Le Soleil (Dakar)

Sénégal: Bernard Kouchner ministre français des affaires étrangères - « Les sénégalais doivent se sentir chez eux à l'institut français »

El Hadji Massiga Faye

3 Juillet 2009


Une Agence culturelle souple, ouverte et à l'écoute des autres. Telle est la nouvelle orientation de la politique culturelle de la France à travers le monde. Au programme du deuxième et dernier jour de sa visite le ministre français des Affaires étrangères, Bernard Kouchner, a animé hier après-midi, à l'Institut français, une rencontre-débat sur les perspectives de la politique culturelle extérieure de la France. La politique culturelle d'influence de la France se réforme et se précise à la fois, annonce le chef de la diplomatie française.

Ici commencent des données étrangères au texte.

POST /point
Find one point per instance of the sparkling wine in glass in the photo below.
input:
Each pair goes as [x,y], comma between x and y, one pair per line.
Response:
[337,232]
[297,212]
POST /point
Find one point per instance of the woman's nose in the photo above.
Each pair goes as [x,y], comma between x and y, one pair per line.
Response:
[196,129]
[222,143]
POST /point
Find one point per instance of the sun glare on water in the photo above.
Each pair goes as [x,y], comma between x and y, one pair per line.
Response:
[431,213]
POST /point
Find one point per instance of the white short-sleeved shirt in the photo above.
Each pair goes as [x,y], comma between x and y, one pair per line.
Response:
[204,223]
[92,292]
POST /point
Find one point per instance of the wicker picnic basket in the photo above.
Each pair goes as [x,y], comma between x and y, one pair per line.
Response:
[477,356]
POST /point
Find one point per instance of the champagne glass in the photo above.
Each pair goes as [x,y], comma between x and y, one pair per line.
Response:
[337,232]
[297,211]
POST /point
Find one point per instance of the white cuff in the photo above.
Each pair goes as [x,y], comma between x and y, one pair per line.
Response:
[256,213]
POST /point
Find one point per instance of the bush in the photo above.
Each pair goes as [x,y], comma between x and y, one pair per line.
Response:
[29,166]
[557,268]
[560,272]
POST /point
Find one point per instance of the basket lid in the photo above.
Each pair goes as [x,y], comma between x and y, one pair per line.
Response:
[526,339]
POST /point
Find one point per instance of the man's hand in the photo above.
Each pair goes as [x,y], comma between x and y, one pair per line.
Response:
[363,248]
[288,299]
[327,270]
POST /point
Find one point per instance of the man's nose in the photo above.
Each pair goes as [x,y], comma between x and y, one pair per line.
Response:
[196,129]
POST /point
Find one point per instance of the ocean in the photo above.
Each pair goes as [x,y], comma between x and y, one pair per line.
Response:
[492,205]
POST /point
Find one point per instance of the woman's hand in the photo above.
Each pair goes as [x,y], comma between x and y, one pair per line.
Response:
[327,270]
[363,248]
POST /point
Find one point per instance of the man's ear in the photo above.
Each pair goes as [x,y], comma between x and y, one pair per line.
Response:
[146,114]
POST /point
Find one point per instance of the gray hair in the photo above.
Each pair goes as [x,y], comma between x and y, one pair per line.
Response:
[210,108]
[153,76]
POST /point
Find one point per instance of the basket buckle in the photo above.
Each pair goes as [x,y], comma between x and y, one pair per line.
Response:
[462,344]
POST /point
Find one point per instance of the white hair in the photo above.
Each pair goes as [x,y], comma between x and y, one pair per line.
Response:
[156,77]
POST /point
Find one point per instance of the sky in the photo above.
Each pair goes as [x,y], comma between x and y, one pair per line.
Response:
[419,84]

Une direction de la mondialisation est en gestation. « Même s'il y a une certaine régulation, il faudra faire attention aux règles uniformes en matière de culture et quelque soit le niveau de développement », a expliqué Bernard Kouchner. Selon lui, on ne peut réduire les rimes (poésie) aux valeurs marchandes. « L'accès à une culture diversifiée, à un développement culturel plus juste, comme la santé, doit prévaloir et non obéir à des logiques économiques », argue-t-il. Pour lui, la culture représente un sujet majeur pour la France et quelque soit l'expression artistique.

Après avoir salué « l'immense apport » de la culture sénégalaise au niveau mondial, le chef de la diplomatie française a estimé que la « Francité » va au-delà de la Francophonie qu'il considère comme une richesse et une unité. D'où le besoin de « réformer et de moderniser le dispositif culturel de la France dans le monde », défend B. Kouchner. Dans ce cas de figure, il s'agira de « s'adapter aux défis de performances d'innovations et de lisibilité », dit-il. En termes moins diplomatiques, il faut s'adapter ou disparaître. Ainsi, « une nouvelle Agence culturelle va suppléer Culture France pour une présence culturelle française plus cohérente », annonce Bernard kouchner. Une nouvelle orientation va naître de la collaboration entre le ministère français des Affaires étrangères et celui de la Culture et de la communication. Selon le conférencier, il est question de convaincre et de ne rien imposer.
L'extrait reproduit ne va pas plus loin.